We worked, yet at the same time we didn’t. Two total opposites who couldn’t function without one another.
At first it was fun. It was exciting and colourful and extravagant and everything about you made me glow. But I was missing a huge and significant part of a relationship that I couldn’t seem to see past. You’d told me you didn’t want to give it to me, and I understood – what I wasn’t expecting was what came next. In a matter of slow, hopeless moments, you gave me the impression that you wanted me, too.
Every time you stared at me a little too long, or held me in the freezing cold and pressed your lips against my head. Every time you crawled into bed with me and drew breath against my neck, or pushed yourself against me and told me I was all you needed.
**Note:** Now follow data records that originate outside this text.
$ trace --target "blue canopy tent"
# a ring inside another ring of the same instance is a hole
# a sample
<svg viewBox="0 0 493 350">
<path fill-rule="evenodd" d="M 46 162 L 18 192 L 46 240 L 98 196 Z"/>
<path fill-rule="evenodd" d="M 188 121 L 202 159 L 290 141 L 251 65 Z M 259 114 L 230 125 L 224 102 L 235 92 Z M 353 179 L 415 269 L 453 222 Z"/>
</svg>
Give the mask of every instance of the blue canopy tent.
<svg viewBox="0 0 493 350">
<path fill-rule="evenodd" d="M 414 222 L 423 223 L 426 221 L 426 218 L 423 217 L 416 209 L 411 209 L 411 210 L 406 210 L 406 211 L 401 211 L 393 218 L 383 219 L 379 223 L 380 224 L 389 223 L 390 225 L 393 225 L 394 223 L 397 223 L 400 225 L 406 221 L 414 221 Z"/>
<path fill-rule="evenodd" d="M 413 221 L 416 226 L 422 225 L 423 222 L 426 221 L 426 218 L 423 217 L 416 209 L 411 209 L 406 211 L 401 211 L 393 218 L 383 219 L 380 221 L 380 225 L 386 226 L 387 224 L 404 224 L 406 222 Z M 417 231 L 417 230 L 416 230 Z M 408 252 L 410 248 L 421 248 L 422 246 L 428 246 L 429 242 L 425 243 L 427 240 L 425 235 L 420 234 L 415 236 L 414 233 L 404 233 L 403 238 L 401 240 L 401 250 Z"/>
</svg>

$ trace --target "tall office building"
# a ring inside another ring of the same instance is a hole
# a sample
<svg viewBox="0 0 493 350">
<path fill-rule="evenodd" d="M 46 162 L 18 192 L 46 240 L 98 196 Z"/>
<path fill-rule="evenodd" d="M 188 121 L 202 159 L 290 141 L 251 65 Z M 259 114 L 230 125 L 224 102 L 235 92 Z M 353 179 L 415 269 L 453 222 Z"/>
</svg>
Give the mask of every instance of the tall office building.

You made me believe that there was something there that I had held out for forever.
You made me think I wasn’t insane, by the way your hands moved over me and touched me and explored places I had held aside for somebody I adored.
You told me things that nobody knew, and I found myself holding them closer than anything else I’d ever been told.
You made me feel so full and happy and blindingly terrified, and I wanted you to be everything that I’d never had before.
But what you don’t know is that every time you told me I looked amazing, I stuck my fingers down my throat and tried to ensure I’d stay that way for you.
What you don’t know is that my dress size changed and my skin ached and my body was exhausted from trying to be something I thought you wanted.
What you don’t know is that you left me lonely and empty, and somehow forever feeling as though it was me who owed you an apology.
What you don’t know, is that when you told people the things that you’d done to me in the quiet of a barely-lit bedroom, I felt like it was my fault.
What you don’t know, is that every time you kissed me, touched me, looked at me with your lust-coated eyes, you lied to me. And what you don’t know is how I laid in the dark next to you while you slept, and sobbed over all the things you took from me, because I finally knew how little you cared. What you don’t know is that I was never cut out to be your plaything. And I don’t want to apologise for it anymore.